Wie wir diese gemeinsam erarbeiten und weitere Infos zu unseren Leistungen findest du hier:
Aus der zuvor beschriebenen Erfahrung heraus haben wir die Rolle der KI neu bewertet. Heute setzen wir das Modell bzw. spezifische Prompts seltener ein, um Stories vollständig zu erstellen, sondern vorrangig, um existierende Stories und/oder Epics auf ihre Vollständigkeit und Abhängigkeiten hin zu überprüfen. In diesem Validierungsmodus analysiert das System jede User Story nach verfügbaren Konventionen, auf die es im Creator-Betrieb schon zugreift, und weist mit präzisen Rückmeldungen auf Unschärfen hin. Es erkennt möglicherweise fehlende Akzeptanzkriterien, deckt widersprüchliche Begriffe auf, hinterfragt nicht-funktionale Anforderungen oder rückt datenschutzrechtliche Aspekte ins Blickfeld, die in frühen Phasen oft übersehen werden. Die Validierung schließt damit systematisch jene Lücken, die typischerweise erst in einer Sprint Review oder, noch kostspieliger, nach einem Go-Live sichtbar werden.

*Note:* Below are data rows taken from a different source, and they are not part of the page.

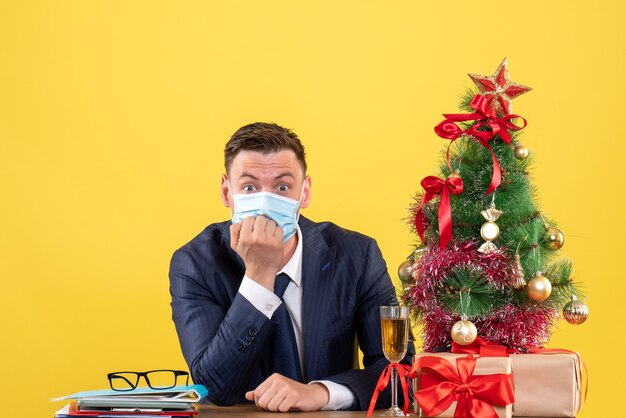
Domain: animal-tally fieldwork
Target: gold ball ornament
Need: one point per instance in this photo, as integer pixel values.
(575, 312)
(405, 270)
(489, 231)
(553, 238)
(539, 288)
(464, 332)
(520, 281)
(521, 152)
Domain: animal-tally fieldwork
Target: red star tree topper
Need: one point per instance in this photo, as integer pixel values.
(499, 89)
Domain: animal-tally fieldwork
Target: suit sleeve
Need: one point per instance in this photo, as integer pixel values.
(221, 341)
(375, 290)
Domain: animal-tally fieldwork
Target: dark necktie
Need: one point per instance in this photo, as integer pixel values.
(284, 350)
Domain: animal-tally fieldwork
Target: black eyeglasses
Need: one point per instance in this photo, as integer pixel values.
(156, 379)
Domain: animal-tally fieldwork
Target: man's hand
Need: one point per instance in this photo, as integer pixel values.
(281, 394)
(259, 242)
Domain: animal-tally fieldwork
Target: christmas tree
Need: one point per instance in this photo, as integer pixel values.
(488, 261)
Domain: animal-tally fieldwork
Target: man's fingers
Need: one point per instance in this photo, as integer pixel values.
(278, 233)
(235, 231)
(275, 401)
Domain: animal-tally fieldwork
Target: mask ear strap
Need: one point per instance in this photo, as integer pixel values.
(301, 193)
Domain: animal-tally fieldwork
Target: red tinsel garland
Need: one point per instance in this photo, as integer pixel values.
(516, 327)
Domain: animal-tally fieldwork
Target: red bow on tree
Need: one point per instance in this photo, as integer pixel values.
(488, 126)
(475, 394)
(433, 187)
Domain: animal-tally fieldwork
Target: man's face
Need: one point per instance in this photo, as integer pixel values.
(277, 172)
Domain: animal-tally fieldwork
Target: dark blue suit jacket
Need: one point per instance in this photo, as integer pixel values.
(225, 340)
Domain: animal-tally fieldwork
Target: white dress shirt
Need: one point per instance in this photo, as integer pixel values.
(340, 397)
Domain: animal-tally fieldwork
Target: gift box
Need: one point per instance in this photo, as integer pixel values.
(547, 385)
(483, 385)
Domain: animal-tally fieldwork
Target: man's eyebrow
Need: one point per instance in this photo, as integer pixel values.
(249, 175)
(285, 174)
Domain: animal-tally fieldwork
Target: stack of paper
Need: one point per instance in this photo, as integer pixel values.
(140, 402)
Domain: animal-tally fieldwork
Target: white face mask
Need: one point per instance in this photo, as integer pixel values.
(280, 209)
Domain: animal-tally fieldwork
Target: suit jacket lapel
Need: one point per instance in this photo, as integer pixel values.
(317, 269)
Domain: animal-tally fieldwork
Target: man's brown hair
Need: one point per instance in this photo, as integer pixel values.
(264, 138)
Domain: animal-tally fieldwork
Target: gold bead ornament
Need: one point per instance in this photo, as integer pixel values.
(464, 332)
(520, 281)
(490, 230)
(553, 238)
(539, 288)
(575, 312)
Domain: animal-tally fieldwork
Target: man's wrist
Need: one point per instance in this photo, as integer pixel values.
(321, 394)
(339, 396)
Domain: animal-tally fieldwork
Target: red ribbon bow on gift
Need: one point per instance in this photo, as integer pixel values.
(433, 187)
(383, 381)
(487, 118)
(475, 394)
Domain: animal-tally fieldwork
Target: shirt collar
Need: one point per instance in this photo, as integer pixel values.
(292, 268)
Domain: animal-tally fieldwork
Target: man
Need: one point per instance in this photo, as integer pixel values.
(244, 339)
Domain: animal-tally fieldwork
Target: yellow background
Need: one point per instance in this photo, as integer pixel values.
(114, 114)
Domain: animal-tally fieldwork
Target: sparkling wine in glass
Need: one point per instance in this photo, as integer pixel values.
(394, 322)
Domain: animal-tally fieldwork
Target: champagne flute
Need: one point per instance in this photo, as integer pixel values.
(394, 323)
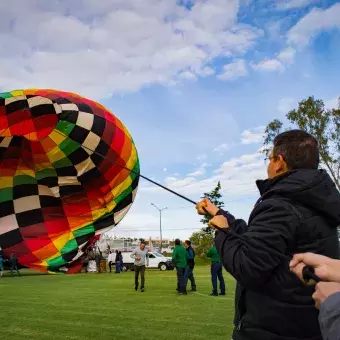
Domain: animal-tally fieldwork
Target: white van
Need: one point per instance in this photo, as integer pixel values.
(154, 260)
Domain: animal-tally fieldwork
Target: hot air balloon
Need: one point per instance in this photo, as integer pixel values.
(65, 176)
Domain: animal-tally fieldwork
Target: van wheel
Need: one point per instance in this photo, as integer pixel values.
(162, 266)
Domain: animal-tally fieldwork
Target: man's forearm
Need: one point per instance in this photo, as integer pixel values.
(329, 317)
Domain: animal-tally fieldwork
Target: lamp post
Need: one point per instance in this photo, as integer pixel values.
(160, 222)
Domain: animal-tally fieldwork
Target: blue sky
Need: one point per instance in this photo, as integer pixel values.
(195, 84)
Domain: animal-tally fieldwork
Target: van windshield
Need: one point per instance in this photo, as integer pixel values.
(159, 255)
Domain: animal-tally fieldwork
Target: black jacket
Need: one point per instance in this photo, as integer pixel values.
(297, 212)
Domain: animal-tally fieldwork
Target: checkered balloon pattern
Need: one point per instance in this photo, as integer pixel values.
(62, 183)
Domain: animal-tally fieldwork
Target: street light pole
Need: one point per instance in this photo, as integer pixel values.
(160, 223)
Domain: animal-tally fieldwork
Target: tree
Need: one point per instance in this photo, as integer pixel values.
(312, 117)
(202, 242)
(215, 197)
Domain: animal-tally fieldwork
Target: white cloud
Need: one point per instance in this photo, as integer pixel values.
(197, 173)
(234, 70)
(316, 21)
(268, 65)
(206, 71)
(187, 75)
(333, 103)
(291, 4)
(253, 136)
(286, 104)
(118, 46)
(222, 148)
(237, 175)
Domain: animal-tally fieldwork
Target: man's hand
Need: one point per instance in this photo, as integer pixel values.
(326, 269)
(205, 206)
(218, 221)
(323, 291)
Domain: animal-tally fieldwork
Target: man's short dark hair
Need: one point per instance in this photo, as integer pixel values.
(298, 148)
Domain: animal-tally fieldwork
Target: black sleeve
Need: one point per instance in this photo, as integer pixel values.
(329, 317)
(250, 259)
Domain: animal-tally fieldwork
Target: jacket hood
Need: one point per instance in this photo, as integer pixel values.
(313, 189)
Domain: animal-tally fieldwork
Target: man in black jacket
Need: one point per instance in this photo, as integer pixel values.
(299, 211)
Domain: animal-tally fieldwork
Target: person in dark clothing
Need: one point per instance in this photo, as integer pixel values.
(189, 270)
(298, 211)
(117, 262)
(14, 264)
(216, 271)
(121, 261)
(98, 257)
(179, 258)
(327, 294)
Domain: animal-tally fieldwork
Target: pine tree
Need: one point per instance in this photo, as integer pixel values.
(215, 197)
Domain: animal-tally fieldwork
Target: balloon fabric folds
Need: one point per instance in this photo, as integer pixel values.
(57, 191)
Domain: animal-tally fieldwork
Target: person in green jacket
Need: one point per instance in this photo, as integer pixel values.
(216, 271)
(179, 258)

Der Schlüssel zu diesen Ergebnissen liegt in der Trennung von Retrieval und Generation. Statt einer pauschalen Aufforderung „Prüfe diese Story“ bekommt das Modell einen angereicherten Kontext aus vergleichbaren Dokumenten, die ein erfahrener Requirements Engineer auch berücksichtigt. Dies erfolgt entweder über das Einfügen von Dokumenten, die alle Informationen zu den Epics und Stories beinhalten, oder auch über Jira als Datenquelle, mit welcher alle Epics, Stories und Subtasks per JQL-Query in den Kontext geladen werden können. Durch den Verweis auf die Quellen des RAGs bleibt die Argumentation vom Modell transparent, jede Beanstandung lässt sich auf einen konkreten Absatz in einer Spezifikation oder Richtlinie zurückführen. Das verschafft Teams die notwendige Sicherheit im Umgang mit regulatorischen Anforderungen und macht die KI-Entscheidungen auditierbar, ohne zusätzliche Trainingsläufe oder proprietäre Anpassungen am Modell.

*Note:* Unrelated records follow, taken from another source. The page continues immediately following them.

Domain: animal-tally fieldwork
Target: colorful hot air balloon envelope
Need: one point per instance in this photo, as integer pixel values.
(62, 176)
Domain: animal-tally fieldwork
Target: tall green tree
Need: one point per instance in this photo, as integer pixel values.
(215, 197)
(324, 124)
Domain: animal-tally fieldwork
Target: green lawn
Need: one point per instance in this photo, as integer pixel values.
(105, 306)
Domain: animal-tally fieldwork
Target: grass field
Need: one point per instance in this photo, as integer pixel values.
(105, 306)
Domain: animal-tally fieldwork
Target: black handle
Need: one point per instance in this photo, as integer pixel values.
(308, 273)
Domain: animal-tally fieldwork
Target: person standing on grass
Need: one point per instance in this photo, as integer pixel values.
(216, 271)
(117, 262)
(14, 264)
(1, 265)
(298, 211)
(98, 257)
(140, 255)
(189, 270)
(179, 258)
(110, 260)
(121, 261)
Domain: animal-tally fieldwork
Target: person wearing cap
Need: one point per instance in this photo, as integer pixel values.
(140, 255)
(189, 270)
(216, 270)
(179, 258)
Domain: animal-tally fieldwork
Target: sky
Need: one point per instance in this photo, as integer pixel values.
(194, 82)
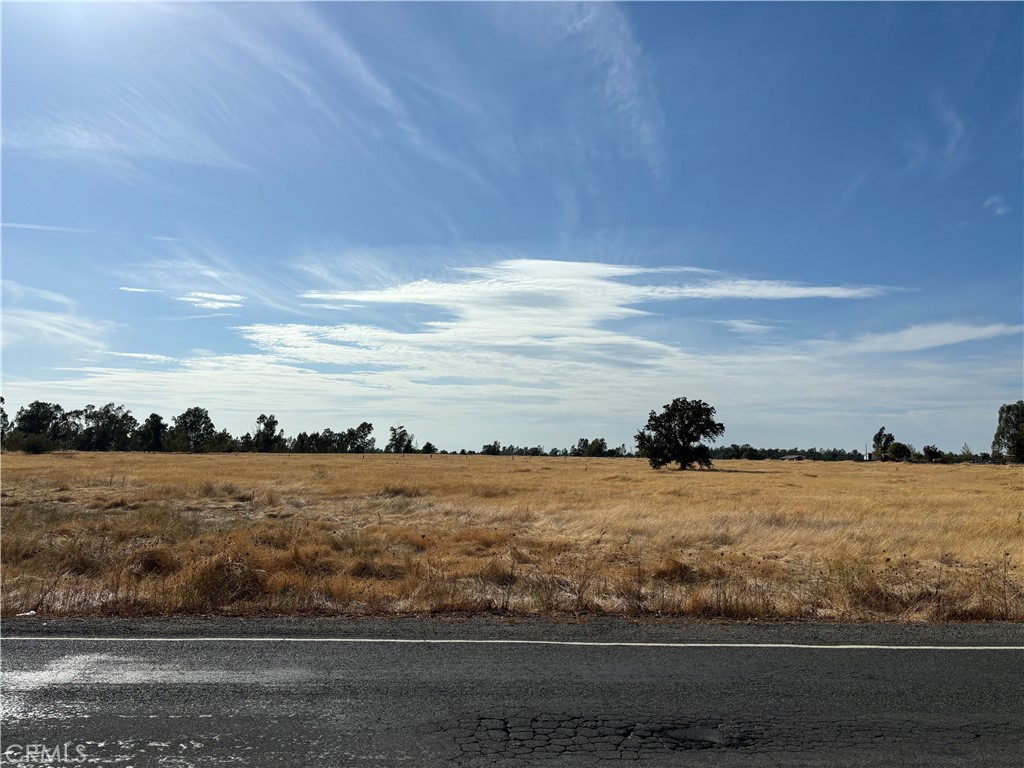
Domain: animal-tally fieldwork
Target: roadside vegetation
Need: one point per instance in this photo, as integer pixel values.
(139, 534)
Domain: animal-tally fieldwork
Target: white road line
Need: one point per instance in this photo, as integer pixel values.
(441, 641)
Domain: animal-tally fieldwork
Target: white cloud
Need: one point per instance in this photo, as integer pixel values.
(997, 204)
(930, 336)
(772, 290)
(46, 227)
(143, 356)
(206, 300)
(604, 34)
(747, 327)
(25, 323)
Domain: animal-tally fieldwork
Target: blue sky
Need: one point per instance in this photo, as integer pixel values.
(523, 222)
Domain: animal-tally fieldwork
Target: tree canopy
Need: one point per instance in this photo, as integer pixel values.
(1009, 439)
(675, 434)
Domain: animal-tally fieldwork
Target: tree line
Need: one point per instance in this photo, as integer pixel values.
(42, 427)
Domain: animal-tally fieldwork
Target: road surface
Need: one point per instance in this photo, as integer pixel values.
(417, 692)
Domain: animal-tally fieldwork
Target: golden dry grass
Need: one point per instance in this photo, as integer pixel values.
(131, 534)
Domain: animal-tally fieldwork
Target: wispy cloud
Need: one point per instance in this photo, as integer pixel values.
(941, 145)
(45, 318)
(771, 290)
(604, 35)
(46, 227)
(142, 356)
(996, 204)
(212, 300)
(747, 327)
(927, 336)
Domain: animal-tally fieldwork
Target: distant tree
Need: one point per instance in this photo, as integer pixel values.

Unsere Bilanz lautet: Ein KI-unterstützter User Story Creator kann bei vollständig gepflegten Ausgangsdaten durchaus Zeit sparen und eine gleichbleibend hohe Formulierungsqualität bieten. In den meisten Projekten ist jedoch nicht die Erstellung, sondern die Sicherstellung der Vollständigkeit und Konsistenz der kritische Punkt. Hier entfaltet die KI als Validator ihren größten Nutzen. Sie erweitert das Vier-Augen-Prinzip um einen jederzeit verfügbaren, digitalen Sparrings-Partner, der die Anforderungsartefakte in Sekundenschnelle überprüft und dadurch hilft, Lücken zu schließen und spätere Nacharbeiten in der Entwicklung zu minimieren.
Wer den nächsten Schritt in Richtung Requirements Engineering 4.0 gehen möchte, sollte daher zuerst in eine robuste Wissensbasis investieren und anschließend prüfen, wie eine KI-gestützte Validierung in bestehende Backlog-Workflows integriert werden kann.